Filesystem data checksumming

2013-05-18 11:05

While Linux has many filesystems to offer, almost none of them features data checksumming.

Btrfs is the exception, as it offers CRC-32C to checksum data and metadata. However, it is left to the reader to decide if btrfs is ready yet.

Ext4 features metadata checksums, but this is still very experimental and needs a development version of e2fsprogs.

XFS is also adding metadata checksums, but this is also work in progress.

Of course, everybody is looking to ZFS: Solaris has it since 2005, FreeBSD introduced it in 2007. What about Linux? The ZFSonLinux project looks quite promising, while ZFS-Fuse seems to more a proof-of-concept.

On MacOS X we have a similar picture: there's MacZFS, which I haven't looked into in a long time. But apparently it's supported for 64-bit kernels now, so maybe that's something to try again. And then there's Zevo, a commercial port of ZFS for Mac.

All in all, I wouldn't use these experiments for actual data storage just yet. Thus I decided to have data checksums in userspace - that is, generating a checksum for a file, storing it and checking it once in a while. Of course, this has various implications and drawbacks:

The filesystem is already in place and lots of files are already stored. By generating a checksum now we cannot say for sure if the file is still "correct" and we may generate a "correct" checksum for an already corrupt file.
Generating a checksum for new files doesn't happen on-the-fly. Instead it has to be done regularly (and possibly automacially too) if new files are added to the filesystem. While not generating checksums on-the-fly could translate to a better performance compared to data-checksum enabled filesystems, there's serious I/O to be expected once our "automatic" checksum generating scripts kick in.
After generating checksums we also have to implement a regular (and possibly automatic) verification and a some kind of remediation process on what to do if a checksum doesn't match. Is there a backup available? Does the checksum of the backup file validate? What if there are two backup locations and both of them have different (but validating) checksums? Mayhem!
Where do we store the checksums? In a separate file on the same filesystem? On a different filesystem, on some offsite storage? Where do we store the checksum for the checksum file?

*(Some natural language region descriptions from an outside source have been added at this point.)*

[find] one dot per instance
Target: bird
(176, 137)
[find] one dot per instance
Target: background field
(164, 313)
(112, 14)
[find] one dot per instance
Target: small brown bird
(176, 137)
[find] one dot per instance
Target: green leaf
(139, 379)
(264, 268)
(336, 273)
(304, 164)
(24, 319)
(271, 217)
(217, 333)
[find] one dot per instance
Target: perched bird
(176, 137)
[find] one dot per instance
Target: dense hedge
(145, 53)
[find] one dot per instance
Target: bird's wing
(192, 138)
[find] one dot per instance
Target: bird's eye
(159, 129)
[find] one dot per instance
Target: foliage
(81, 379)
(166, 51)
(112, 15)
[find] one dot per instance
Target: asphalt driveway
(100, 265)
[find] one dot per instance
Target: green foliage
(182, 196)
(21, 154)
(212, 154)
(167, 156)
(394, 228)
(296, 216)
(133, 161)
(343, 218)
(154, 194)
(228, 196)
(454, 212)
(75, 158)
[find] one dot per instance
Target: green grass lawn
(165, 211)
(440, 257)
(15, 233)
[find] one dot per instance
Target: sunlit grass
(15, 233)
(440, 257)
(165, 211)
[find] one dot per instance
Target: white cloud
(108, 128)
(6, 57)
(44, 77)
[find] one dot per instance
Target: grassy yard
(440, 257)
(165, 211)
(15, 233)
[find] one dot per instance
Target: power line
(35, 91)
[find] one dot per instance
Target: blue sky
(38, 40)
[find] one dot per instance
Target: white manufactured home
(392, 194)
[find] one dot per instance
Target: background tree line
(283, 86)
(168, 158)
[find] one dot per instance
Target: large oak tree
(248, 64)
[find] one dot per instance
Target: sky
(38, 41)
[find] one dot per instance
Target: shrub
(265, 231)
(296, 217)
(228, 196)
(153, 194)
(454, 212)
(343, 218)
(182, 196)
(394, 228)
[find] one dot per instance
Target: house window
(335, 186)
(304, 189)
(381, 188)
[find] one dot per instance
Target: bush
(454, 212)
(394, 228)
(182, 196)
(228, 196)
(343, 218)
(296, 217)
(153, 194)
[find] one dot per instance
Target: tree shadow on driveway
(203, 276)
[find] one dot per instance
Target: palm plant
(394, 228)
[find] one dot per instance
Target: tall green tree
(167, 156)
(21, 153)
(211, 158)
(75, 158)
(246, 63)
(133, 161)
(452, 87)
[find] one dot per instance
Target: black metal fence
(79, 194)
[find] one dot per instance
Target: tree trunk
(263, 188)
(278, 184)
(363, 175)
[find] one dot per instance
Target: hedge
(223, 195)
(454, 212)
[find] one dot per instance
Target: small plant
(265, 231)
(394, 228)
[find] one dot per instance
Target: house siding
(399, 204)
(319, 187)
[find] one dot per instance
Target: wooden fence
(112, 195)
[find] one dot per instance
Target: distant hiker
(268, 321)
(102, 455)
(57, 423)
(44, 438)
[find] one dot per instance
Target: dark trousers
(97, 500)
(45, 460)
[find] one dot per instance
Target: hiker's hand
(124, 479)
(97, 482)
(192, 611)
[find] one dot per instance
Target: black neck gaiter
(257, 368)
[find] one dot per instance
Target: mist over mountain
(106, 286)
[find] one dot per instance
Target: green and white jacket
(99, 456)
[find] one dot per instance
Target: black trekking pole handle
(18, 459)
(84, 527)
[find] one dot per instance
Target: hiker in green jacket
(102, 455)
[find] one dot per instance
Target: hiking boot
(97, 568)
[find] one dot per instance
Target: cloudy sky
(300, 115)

Except for the last question there are probably no good answers and may be major issues depending on the setup. However, for me this was the only viable way to go for now: there's no ZFS port for this 12" PowerBook G4 and I didn't trust btrfs enough to hold my data.

In light of all these obstacles I wrote a small shell script that will generate a checksum for a file and store them as an extended attribute. Most filesystems support them and the script tries to accommodate MacOS X, Linux and Solaris (just in case UFS is in use).

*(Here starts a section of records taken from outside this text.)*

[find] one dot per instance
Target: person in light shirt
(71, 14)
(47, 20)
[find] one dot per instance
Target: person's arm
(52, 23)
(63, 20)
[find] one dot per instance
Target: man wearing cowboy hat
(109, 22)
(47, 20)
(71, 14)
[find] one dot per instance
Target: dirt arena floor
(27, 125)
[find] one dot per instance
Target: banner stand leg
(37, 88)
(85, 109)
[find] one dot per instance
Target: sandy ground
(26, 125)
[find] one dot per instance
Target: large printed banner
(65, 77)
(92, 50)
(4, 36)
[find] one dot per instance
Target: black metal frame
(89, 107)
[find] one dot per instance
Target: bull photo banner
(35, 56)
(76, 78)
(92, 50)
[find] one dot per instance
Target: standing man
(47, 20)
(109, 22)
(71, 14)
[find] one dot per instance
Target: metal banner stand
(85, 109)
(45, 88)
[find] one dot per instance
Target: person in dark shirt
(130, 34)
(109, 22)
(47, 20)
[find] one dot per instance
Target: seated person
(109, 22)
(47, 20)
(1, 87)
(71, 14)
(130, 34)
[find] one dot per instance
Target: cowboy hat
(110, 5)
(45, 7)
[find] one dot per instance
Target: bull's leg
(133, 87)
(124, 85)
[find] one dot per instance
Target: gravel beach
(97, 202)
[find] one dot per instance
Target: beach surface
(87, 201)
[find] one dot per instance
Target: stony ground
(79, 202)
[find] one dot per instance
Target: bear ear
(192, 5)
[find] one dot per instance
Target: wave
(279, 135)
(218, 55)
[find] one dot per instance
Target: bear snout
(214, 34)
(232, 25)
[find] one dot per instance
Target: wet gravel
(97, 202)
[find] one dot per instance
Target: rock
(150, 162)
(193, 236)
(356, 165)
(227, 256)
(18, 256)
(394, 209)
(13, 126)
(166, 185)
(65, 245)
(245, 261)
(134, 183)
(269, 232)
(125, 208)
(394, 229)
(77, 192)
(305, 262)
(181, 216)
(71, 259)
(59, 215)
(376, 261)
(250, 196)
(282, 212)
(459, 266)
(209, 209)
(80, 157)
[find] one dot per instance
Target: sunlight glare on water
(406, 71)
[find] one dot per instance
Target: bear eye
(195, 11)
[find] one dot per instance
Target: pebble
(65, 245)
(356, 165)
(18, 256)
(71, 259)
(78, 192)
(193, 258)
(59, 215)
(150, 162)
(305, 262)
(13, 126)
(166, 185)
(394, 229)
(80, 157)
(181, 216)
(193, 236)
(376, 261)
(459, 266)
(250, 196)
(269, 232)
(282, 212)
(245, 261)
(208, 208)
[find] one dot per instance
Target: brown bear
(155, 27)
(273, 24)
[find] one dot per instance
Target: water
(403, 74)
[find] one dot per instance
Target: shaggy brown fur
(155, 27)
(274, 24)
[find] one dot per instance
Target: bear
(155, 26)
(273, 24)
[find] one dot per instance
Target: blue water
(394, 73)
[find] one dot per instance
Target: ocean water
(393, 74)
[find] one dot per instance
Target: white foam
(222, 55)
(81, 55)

The scripts needs to be run once for the full filesystem:

 find . -type f | while read a; do checksum_file.sh set "$a"; done

...and regularly when new files are added:

 find . -type f | while read a; do checksum_file.sh check-set "$a"; done

...and again to validate already stored checksums:

 find . -type f | while read a; do checksum_file.sh check "$a"; done

Enjoy! :-)

Notes:

On XFS, one needs to pay attention when EAs are used. Usually the attributes are stored in the inode - but when the attribute is too large for the inode, it has to be stored somewhere else and performance suffers :-\ Better use a bigger inode size when creating the XFS filesystem. This might or might not be true for other filesystems.

For JFS, the inode is fixed at 512 bytes and space for inline xattr data is limited to 128 bytes. Anything bigger will require more data blocks for the extended attributes to be stored.

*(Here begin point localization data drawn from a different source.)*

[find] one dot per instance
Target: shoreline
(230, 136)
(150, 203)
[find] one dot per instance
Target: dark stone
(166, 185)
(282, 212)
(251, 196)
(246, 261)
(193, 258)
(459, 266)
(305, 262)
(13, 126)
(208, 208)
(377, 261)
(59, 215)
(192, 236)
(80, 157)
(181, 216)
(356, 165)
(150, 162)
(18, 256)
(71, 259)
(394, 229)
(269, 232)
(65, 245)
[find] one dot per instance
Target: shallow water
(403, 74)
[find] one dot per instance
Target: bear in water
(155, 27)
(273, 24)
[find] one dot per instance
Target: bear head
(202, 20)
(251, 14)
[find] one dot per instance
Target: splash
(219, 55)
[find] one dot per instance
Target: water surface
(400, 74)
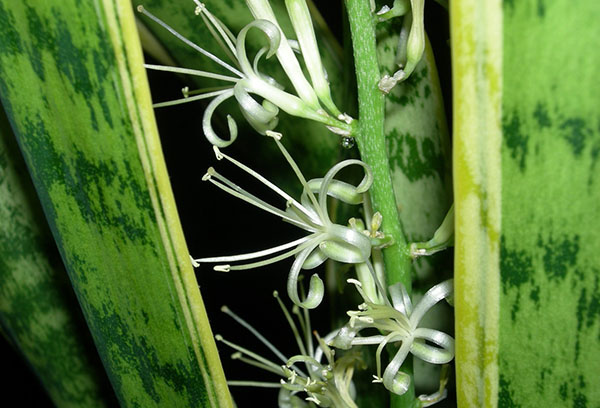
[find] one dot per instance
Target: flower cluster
(398, 322)
(412, 39)
(326, 384)
(325, 239)
(247, 80)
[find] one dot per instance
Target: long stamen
(189, 99)
(211, 23)
(233, 189)
(273, 367)
(313, 238)
(253, 255)
(201, 50)
(292, 324)
(188, 71)
(261, 9)
(260, 384)
(301, 178)
(259, 177)
(259, 336)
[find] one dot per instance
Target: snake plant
(446, 189)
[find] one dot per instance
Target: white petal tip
(195, 263)
(274, 135)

While checksums for files may be important, this won't address corruption in other places of your (and my) machine. #tinfoilhat

Update: FWIW, on this particular machine of mine (throttled to 750MHz), with an external SATA disk attached via FW-400, a full initialization or verification of 800 GB data takes about one day. Yes, a full day. The major bottleneck seems to be CPU though, as the disk delivers around 30MB/s - but the dm-crypt layer slows this down to ~8 MB/s. With a newer machine this should be much faster.